Guang sighed. He lay down on the deck, protected from the dawn dew by his coarse quilt. The thought of her was merely a longing for a new life. One he had never believed possible.
When he awoke, the flying dragon paddle-wheel destroyer was in motion. True to Admiral Qi-Qi’s command they laboured upstream all day, slowed only by the merchant junks’ heavy cargoes.
Sixteen hours later, the light was thickening in a way peculiar to magnificent summer evenings, when blues darken and high clouds lose their reflected sheen. The fleet advanced, silent except for the creak of oars and bamboo sails, the low beat of drums, the constant plashing of paddle wheels.
Everything was ready for battle on Guang’s ship. Bombs of various kinds were stowed and hidden from fire arrows.

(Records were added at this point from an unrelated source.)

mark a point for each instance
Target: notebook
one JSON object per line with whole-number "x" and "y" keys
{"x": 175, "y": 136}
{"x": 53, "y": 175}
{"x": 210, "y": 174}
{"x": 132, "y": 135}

Quivers of crossbow bolts stood beside ropes and grappling irons. Buckets of mud had been strategically placed to choke fires. Chen Song, ever filial, conducted a rite to deter river-demons, involving red earth and yellow powder. It seemed every vessel in the fleet was deploying magic. Strange coloured smokes rose and the river was littered with strips of paper on which spells had been inscribed.
Thirty
li
south of the Twin Cities they encountered the first signs of the enemy. Horsemen rode along the shore where it was not too muddy, monitoring their progress and galloping off in relays to inform General A-ku. A few sailors bellowed insults. Some loosed crossbow bolts until ordered not to waste arrows. Every shaft would be needed soon enough.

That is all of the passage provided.